Pytest

December 29, 2024
in GitHub Actions, Python Package, Pytest
10 min read

Testing a Python Package on GitHub

I'm quite new both to building Python packages and also to GitHub actions so here I describe setting up a workflow to run tests on a Python package across Windows, Ubuntu, and macOS and across multiple Python versions with combined code coverage using GitHub actions and uv. I describe all the trial and error and mistakes I encountered with the hopes it can save others some time.

TLDR

I learnt how to set up a cross-platform / cross Python version workflow with coverage while setting up the GitHub repo for my CLI tool uv-secure. You can see the final GitHub action workflow I created for that project in pytest.yml but beware this workflow depends on some configuration specified in other files of this repo that I will go into in this post.

My project setup

I created my package using uv init with the lib option:

uv init --lib

To create the skeleton package directory structure. The default uv init command is more intended for creating scripts whereas if you want a Python project that will build and install as a package then you need the --lib option. You can read more detail in the uv init docs

That creates a repo structure with a

src / package_name

structure, and I personally like to add a top level tests directory (you need to do this manually - uv won't create a tests directory for you) and then duplicate the directory structure for the src directory for my tests structure, e.g.

tests / package_name

Creating initial GitHub workflow

The uv documentation has a specific section for GitHub integration which I found to be an excellent starting point for setting up a GitHub action. I started by copying their pytest example and later tried to incorporate their other example of using multiple Python versions.

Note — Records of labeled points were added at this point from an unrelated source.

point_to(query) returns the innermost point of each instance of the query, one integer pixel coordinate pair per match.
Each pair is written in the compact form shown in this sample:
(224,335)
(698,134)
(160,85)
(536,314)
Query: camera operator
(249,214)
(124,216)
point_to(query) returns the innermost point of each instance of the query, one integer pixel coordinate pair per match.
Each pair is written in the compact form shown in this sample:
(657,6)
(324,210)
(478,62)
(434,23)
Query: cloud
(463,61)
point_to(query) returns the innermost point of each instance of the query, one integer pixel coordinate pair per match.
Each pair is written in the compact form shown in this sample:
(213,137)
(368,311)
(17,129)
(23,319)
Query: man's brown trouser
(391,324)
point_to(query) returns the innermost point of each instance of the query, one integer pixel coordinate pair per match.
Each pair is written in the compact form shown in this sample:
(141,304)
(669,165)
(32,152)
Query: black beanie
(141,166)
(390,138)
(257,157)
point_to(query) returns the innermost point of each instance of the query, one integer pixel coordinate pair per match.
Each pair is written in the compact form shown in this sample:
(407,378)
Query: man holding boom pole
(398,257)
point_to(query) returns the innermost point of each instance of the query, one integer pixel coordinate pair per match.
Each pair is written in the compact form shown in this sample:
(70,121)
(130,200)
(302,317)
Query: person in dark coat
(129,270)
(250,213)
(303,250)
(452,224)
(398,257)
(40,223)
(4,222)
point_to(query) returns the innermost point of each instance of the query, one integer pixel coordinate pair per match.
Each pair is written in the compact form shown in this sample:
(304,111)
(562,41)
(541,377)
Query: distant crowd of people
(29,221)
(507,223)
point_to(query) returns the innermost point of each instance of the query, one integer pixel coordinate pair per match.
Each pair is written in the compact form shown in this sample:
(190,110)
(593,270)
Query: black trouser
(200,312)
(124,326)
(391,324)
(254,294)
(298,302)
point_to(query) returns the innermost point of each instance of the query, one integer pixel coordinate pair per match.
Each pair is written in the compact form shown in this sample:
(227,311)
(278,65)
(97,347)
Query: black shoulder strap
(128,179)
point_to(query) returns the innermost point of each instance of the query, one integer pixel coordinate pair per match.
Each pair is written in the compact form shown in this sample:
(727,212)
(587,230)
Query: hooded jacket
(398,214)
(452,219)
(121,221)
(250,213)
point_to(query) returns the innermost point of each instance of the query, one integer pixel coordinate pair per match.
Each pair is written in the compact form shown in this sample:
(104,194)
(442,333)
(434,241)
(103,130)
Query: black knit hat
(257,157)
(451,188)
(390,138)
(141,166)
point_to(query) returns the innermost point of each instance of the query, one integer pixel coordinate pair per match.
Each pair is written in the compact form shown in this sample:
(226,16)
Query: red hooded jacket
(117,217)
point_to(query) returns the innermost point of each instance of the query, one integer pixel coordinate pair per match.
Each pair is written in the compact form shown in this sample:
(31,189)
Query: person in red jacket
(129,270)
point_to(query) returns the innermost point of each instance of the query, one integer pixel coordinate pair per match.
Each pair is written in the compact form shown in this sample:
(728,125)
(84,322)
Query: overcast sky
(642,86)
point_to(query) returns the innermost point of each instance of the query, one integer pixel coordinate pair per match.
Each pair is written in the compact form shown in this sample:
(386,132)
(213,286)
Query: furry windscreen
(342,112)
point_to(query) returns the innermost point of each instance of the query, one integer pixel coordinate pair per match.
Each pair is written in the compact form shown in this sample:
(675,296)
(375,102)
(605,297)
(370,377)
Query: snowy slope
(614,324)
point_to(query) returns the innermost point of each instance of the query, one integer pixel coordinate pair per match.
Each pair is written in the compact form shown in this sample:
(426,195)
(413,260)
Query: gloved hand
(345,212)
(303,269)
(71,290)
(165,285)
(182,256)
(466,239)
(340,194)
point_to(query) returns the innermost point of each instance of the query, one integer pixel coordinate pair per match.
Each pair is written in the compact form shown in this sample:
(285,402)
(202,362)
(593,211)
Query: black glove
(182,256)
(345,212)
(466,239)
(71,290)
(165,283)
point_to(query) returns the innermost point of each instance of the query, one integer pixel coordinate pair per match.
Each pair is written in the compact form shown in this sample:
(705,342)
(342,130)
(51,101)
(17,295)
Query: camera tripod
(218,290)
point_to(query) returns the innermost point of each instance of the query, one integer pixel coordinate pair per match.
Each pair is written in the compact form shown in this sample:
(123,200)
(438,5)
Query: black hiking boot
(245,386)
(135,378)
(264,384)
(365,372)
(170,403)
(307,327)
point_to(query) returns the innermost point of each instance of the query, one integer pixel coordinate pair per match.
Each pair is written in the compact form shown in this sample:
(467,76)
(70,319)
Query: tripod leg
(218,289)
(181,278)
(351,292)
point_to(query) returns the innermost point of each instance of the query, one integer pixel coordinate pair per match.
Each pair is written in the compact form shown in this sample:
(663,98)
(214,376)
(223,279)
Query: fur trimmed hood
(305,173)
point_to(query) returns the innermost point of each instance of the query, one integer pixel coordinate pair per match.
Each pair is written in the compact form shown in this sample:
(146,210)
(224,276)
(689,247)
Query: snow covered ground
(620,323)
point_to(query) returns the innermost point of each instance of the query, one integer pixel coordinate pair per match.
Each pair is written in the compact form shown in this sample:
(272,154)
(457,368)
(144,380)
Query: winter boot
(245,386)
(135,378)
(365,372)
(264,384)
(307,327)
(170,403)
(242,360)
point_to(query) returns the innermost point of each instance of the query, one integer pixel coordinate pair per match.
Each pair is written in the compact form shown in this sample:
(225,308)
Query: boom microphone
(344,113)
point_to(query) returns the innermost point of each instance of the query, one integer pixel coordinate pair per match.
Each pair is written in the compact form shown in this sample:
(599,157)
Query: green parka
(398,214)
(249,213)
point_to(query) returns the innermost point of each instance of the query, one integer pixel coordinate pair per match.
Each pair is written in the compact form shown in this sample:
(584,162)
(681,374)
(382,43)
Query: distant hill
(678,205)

First gotcha regarding Python versions

I made a few mistakes in my initial attempt to get multiple Python versions working that were a bit painful to figure out, specifically:

I wanted to target Python 3.9 minimum and every major version after that up to Python 3.13. Given I was targeting 3.9 minimum I had a .python-version file in my repo with the content:

3.9

which I had checked into source control. I used the setup-python action as the uv docs mentioned that can be faster for setting up Python and passed the Python version to that using the test matrix:

- name: Set up Python
  uses: actions/setup-python@v5
  with:
    python-version: ${{ matrix.python-version }}

I saw the setup-python action installing the correct Python, so I assumed it was running the tests against Python 3.9, 3.10, 3.11, 3.12, and 3.13... but unbeknownst to me uv was reading the .python-version file in each case and creating a Python 3.9 environment in each of the VMs even though actions/setup-python had installed the correct Python.

Python version mismatch

I didn't actually notice this issue until a later release when I tried to combine test coverage reports across my Python versions and noticed they were all giving identical results so coverage ignored all but one. The solution in this case was to remove the .python-version file from source control - I still kept a local copy but added it to the repo .gitignore file. Alternatively don't use the setup-python action and just follow the uv documentation example where uv installs Python itself.

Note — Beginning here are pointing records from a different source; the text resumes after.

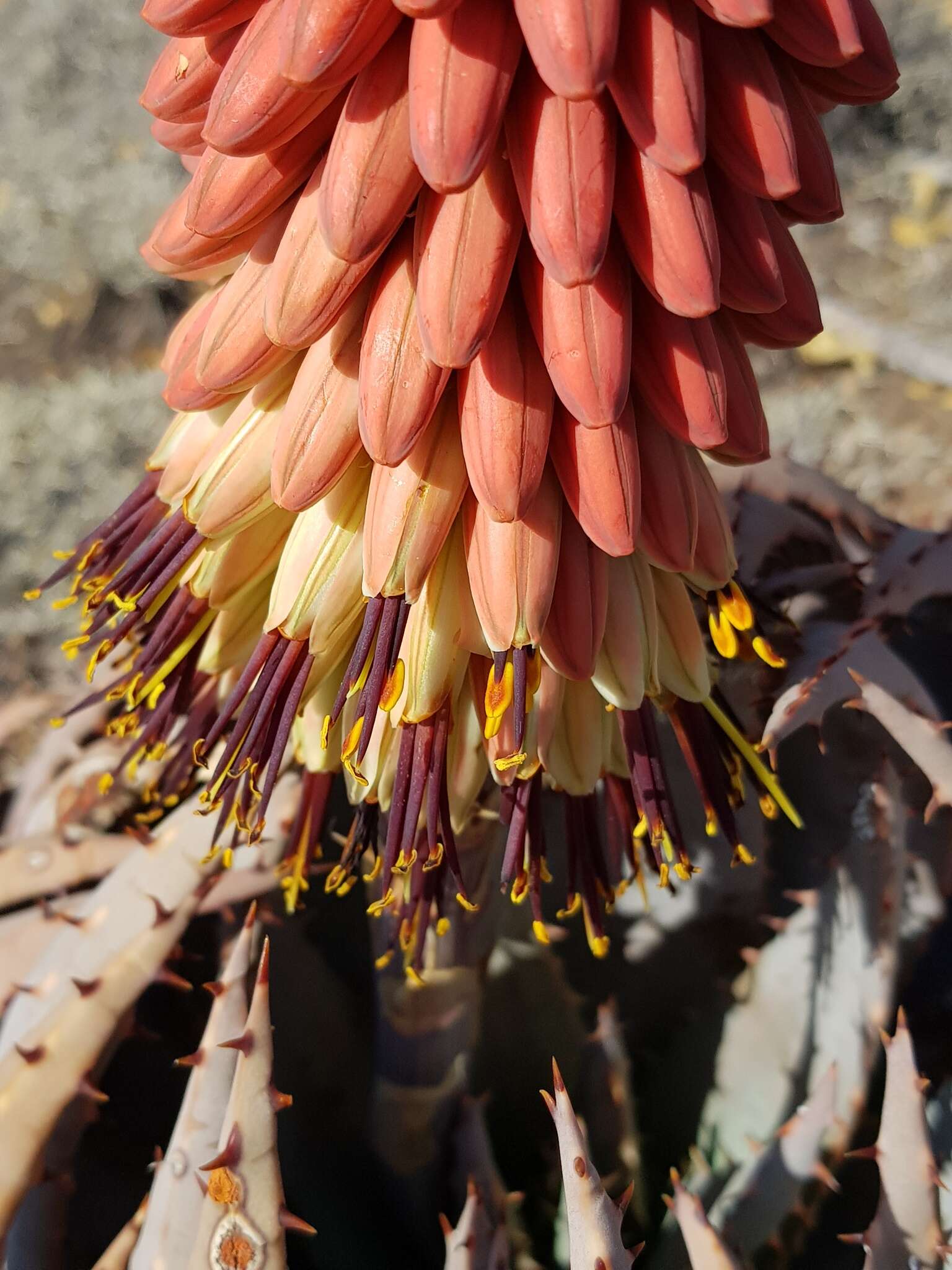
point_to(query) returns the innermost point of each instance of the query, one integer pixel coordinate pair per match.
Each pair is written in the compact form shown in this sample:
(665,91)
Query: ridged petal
(739,13)
(626,666)
(668,500)
(371,178)
(748,441)
(197,17)
(183,79)
(749,130)
(571,42)
(399,385)
(818,200)
(751,276)
(232,488)
(668,226)
(412,507)
(563,156)
(461,70)
(601,478)
(307,285)
(658,83)
(677,367)
(512,567)
(324,45)
(235,350)
(584,334)
(798,321)
(821,32)
(506,415)
(465,249)
(682,658)
(253,109)
(576,618)
(319,435)
(229,195)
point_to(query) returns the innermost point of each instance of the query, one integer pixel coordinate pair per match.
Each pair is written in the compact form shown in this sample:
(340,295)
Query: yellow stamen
(767,653)
(392,687)
(763,774)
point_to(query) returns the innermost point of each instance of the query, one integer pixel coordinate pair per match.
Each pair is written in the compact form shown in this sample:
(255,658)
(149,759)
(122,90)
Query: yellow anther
(767,653)
(736,607)
(379,906)
(392,687)
(499,695)
(723,634)
(539,930)
(505,765)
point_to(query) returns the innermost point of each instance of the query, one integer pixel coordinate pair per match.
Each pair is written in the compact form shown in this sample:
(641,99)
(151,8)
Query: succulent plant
(351,557)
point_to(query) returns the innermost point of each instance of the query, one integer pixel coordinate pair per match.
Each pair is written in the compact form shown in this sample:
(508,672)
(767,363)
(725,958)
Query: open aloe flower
(434,507)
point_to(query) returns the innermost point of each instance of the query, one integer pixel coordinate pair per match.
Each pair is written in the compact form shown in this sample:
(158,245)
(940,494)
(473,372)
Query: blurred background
(83,321)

The more general learning I got was to take the time to inspect the action output more closely for each step as you can see from the screenshot the problem was easy to spot - but only if you expand and look at the detailed output for each step.

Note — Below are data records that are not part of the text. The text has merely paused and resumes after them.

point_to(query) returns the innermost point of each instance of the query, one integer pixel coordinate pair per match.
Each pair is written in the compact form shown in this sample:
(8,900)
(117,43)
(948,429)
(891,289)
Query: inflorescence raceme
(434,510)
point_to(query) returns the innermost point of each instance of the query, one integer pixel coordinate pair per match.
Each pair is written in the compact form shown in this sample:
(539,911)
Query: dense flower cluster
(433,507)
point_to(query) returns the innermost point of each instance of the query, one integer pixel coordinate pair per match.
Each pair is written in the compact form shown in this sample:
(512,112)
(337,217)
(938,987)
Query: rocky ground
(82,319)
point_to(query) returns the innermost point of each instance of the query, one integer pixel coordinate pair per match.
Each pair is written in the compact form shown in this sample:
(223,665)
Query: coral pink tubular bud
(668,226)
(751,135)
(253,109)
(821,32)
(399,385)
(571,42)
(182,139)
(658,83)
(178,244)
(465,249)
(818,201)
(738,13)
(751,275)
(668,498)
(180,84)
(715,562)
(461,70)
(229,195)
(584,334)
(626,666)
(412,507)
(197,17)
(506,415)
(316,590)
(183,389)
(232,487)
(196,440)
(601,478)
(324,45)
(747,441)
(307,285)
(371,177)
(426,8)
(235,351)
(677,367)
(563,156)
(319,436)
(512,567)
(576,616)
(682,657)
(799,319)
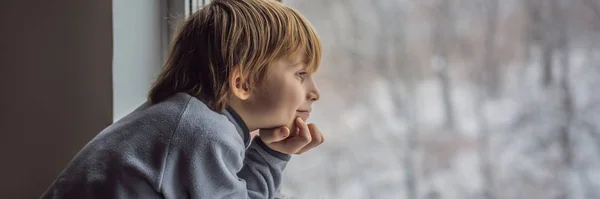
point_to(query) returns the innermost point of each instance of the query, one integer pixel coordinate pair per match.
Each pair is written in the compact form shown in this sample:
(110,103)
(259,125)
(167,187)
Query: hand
(304,138)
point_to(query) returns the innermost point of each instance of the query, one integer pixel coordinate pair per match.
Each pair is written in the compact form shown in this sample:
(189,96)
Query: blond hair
(228,35)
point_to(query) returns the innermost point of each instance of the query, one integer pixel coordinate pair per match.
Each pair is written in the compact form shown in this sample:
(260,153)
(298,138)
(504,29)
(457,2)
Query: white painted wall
(140,43)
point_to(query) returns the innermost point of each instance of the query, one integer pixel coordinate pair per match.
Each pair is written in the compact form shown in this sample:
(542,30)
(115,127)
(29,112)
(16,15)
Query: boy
(235,66)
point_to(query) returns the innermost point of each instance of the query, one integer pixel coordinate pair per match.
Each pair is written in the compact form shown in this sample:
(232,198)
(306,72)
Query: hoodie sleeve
(260,161)
(220,167)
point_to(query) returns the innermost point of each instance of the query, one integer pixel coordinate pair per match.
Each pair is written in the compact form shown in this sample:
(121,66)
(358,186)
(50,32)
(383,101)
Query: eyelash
(301,74)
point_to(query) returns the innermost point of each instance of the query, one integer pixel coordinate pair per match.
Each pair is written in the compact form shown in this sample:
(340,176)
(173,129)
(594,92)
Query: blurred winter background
(454,99)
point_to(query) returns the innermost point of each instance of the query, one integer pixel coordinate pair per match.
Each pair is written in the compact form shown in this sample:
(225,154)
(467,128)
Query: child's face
(286,92)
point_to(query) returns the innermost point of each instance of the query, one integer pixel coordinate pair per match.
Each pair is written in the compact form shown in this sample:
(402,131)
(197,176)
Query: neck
(237,106)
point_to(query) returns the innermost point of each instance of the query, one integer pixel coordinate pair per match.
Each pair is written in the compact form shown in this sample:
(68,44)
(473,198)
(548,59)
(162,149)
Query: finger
(304,132)
(295,144)
(317,138)
(274,135)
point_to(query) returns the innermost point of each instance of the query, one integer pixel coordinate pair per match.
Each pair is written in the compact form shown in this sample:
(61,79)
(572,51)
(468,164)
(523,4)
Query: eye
(301,74)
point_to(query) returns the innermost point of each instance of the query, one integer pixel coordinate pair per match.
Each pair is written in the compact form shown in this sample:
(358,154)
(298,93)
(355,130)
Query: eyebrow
(297,63)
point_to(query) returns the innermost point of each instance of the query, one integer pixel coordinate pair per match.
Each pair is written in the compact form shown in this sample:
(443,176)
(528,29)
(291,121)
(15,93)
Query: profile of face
(286,92)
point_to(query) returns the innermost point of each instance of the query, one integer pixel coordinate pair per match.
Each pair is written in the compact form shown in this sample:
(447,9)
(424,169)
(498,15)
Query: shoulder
(201,125)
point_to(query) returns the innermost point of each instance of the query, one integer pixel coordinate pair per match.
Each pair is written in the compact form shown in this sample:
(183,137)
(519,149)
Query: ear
(238,87)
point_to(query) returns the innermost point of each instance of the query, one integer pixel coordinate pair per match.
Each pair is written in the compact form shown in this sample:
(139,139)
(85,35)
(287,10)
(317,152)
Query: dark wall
(56,87)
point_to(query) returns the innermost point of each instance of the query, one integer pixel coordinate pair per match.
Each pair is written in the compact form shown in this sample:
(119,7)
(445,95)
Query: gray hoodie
(178,148)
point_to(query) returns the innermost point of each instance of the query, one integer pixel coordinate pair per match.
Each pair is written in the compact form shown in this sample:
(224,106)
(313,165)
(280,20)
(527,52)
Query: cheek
(278,102)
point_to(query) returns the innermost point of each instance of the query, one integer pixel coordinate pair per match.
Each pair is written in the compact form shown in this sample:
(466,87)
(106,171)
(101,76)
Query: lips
(303,114)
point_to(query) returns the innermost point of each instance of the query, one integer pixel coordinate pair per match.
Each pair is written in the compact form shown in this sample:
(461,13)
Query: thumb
(273,135)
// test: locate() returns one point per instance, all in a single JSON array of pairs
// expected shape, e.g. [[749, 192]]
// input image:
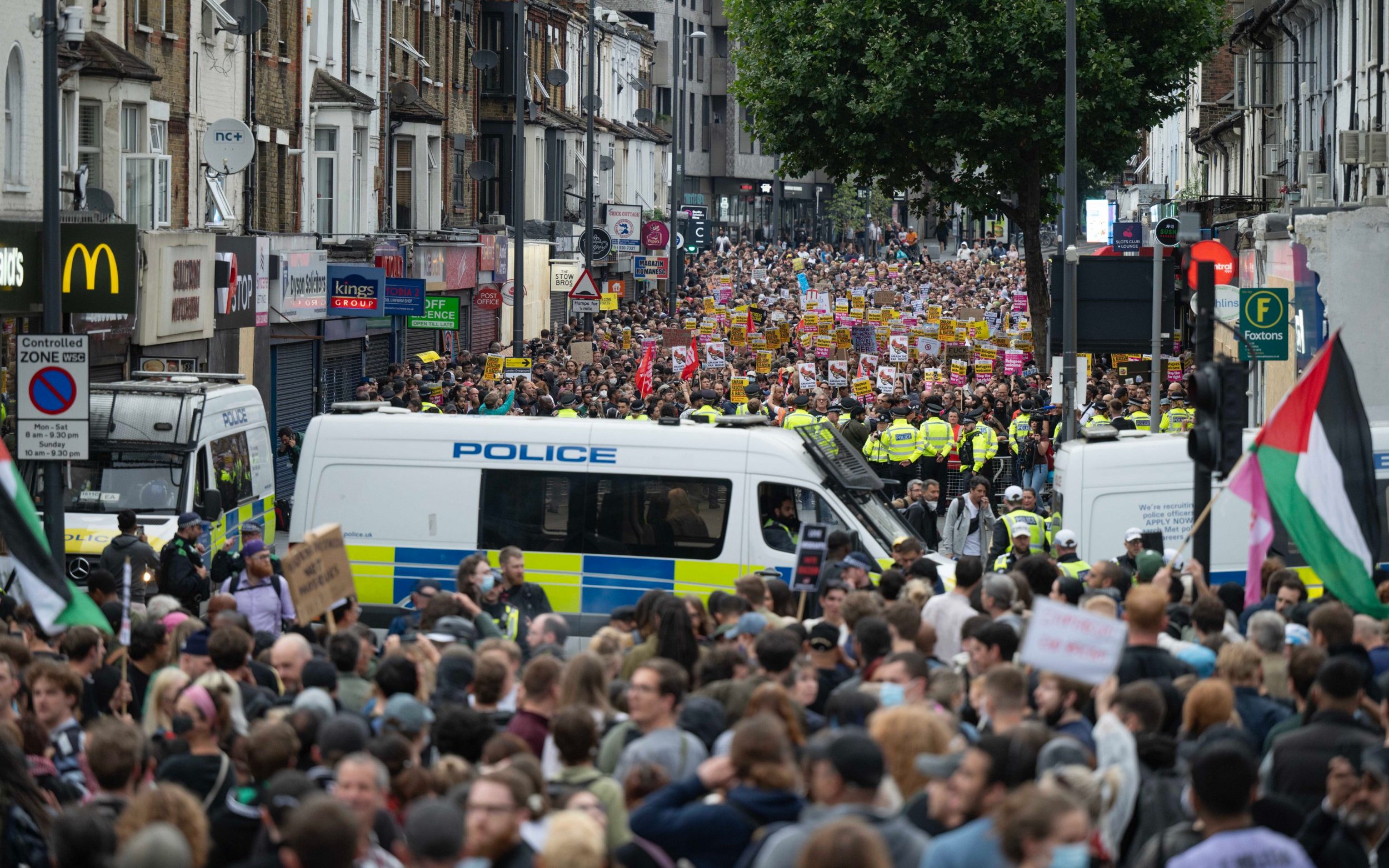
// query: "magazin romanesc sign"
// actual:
[[1263, 323]]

Adding Code Coverage Support

There's several SaaS services for taking output from coverage in Python and tracking test coverage over time such as Codecov or coveralls both of which offer free (maybe with limitations) support for open source projects. However, I wanted to get some basic test coverage reporting that would work without using those services (yet) so I implemented some simpler action steps to take the coverage report from coverage and simply add that as a comment to the pull request.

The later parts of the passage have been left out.